08/02/2026
PSOAS, VENTRE FÉMININ ET DOULEUR DE MÉMOIRE
Le psoas n'est pas n'importe quel muscle.
C'est une archive biologique.
C'est le point où le corps féminin préserve ce qu'il n'a pas pu mettre en mots.
C'est l'endroit où la douleur cesse d'être juste physique et devient une histoire.
ANATOMIE INTIME
LA RELATION ENTRE PSOAS ET OVARIC LIND
Chez les femmes, le psoas vit une relation profonde et constante avec le bassin et le ligament ovarien. Ce n'est pas une métaphore. C'est une vraie relation anatomique. Le psoas provient des vertèbres lombaires, passe par l'abdomen, dialogue avec le péritoine et s'insère dans le femore. Le ligament ovarien affecte toujours l'ovaire dans l'utérus et participe à la dynamique du bassin profond.
Quand le bassin perd sa mobilité, le psoas réagit.
Quand l'ovaire souffre, le psoas se raide.
Quand les règles font mal, la colonne lombaire écoute.
L'ENDOMÉTRIOSE ET LA DOULEUR QUI SONT NULES
La douleur endométrique ne se limite pas à l'utérus. Les lésions de l'endométriose libèrent la prostaglandine, la cytokine et l'interleuchine qui créent un état inflammatoire persistant dans le bassin. Ces substances augmentent la contraction musculaire, irritent les tissus profonds et abaissent le seuil de douleur.

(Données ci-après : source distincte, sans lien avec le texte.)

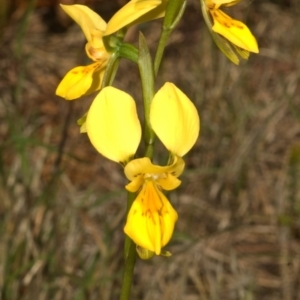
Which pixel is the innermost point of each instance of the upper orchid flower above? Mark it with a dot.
(231, 36)
(84, 80)
(114, 130)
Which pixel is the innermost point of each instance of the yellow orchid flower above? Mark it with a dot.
(232, 36)
(114, 130)
(84, 80)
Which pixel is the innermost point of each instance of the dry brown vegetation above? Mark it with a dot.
(62, 205)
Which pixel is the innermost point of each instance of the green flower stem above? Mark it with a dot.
(147, 78)
(111, 70)
(130, 257)
(129, 51)
(174, 12)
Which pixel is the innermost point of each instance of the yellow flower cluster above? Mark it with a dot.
(112, 123)
(115, 131)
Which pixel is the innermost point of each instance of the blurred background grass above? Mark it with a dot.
(62, 205)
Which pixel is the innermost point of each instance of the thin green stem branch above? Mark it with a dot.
(175, 10)
(147, 78)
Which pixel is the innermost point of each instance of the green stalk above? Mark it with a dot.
(111, 70)
(148, 72)
(174, 13)
(147, 78)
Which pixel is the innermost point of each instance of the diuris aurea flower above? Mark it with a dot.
(115, 131)
(231, 36)
(84, 80)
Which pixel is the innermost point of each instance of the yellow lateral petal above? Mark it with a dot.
(135, 184)
(235, 31)
(223, 44)
(135, 11)
(80, 81)
(87, 19)
(112, 125)
(175, 120)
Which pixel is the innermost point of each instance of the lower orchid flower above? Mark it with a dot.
(114, 130)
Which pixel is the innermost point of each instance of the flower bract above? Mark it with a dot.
(232, 36)
(114, 130)
(84, 80)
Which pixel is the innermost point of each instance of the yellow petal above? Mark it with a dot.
(218, 3)
(81, 81)
(224, 45)
(151, 219)
(113, 126)
(143, 168)
(89, 21)
(234, 31)
(134, 12)
(82, 123)
(136, 183)
(175, 120)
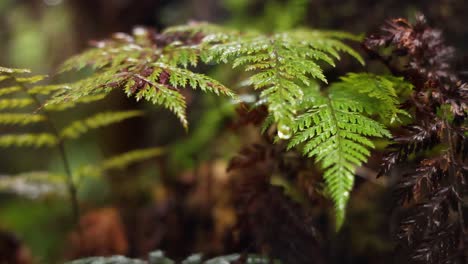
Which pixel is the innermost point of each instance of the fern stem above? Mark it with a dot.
(452, 176)
(72, 190)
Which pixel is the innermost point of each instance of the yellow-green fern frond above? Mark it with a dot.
(336, 133)
(377, 93)
(57, 107)
(33, 184)
(15, 103)
(120, 161)
(28, 140)
(9, 90)
(4, 70)
(77, 128)
(20, 119)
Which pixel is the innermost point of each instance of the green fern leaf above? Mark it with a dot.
(15, 103)
(9, 90)
(20, 119)
(77, 128)
(61, 106)
(28, 140)
(120, 161)
(4, 70)
(31, 79)
(284, 64)
(336, 132)
(369, 88)
(34, 184)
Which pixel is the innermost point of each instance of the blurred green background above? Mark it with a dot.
(169, 202)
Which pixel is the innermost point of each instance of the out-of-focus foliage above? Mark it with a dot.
(184, 202)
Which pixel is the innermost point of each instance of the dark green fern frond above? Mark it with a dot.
(368, 89)
(28, 140)
(336, 132)
(75, 129)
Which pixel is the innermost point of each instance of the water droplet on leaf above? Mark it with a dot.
(284, 131)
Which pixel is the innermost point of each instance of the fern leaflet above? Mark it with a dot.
(75, 129)
(336, 130)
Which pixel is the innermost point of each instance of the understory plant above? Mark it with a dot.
(332, 125)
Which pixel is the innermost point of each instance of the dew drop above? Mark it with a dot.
(284, 131)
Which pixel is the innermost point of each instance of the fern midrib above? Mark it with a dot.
(276, 68)
(61, 147)
(338, 136)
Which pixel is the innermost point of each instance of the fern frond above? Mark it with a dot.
(57, 107)
(28, 140)
(134, 64)
(377, 93)
(336, 132)
(31, 79)
(4, 70)
(284, 65)
(77, 128)
(46, 89)
(120, 161)
(33, 184)
(14, 103)
(9, 90)
(20, 119)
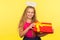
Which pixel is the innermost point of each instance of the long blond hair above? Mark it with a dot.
(23, 18)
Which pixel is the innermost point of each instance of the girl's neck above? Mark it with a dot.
(29, 20)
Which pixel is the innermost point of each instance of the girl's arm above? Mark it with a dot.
(22, 33)
(41, 34)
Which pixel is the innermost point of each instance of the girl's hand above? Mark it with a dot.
(32, 25)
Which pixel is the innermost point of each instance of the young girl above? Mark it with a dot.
(27, 23)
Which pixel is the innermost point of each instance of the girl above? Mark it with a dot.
(27, 23)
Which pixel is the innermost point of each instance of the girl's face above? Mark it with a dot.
(30, 13)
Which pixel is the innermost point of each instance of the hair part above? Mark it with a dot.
(23, 18)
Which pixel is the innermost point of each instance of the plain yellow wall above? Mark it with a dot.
(11, 12)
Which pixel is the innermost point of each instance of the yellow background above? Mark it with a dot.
(11, 12)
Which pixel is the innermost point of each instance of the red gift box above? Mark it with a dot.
(43, 27)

Le psoas immergé dans cet environnement chimique entre en mode défensif. Raccourcit, perd de l'élasticité, limite les mouvements. Le fascia qui l'entoure se déshydrate, l'acide hyaluronique diminue, les avions fascia cessent de couler. La douleur provient de la partie inférieure du dos et se manifeste comme une douleur de dos résistante à tout exercice générique.
LA CHIMIE DE LA DOULEUR ET DU SYSTÈME NERVEUX
La douleur chronique altère l'équilibre neurochimique. Le cortisol reste élevé, l'axe hypophyse de l'hypothalamus surrenia est constamment stimulé. La sérotonine et la dopamine diminuent, la capacité du corps à moduler la douleur diminue.
Le psoas, muscle de survie, reste en vigilance constante. C'est comme si le corps n'avait jamais le signal de sécurité. Le mal de dos chez beaucoup de femmes n'est pas postural. C'est neurochimique, hormonal, viscéral.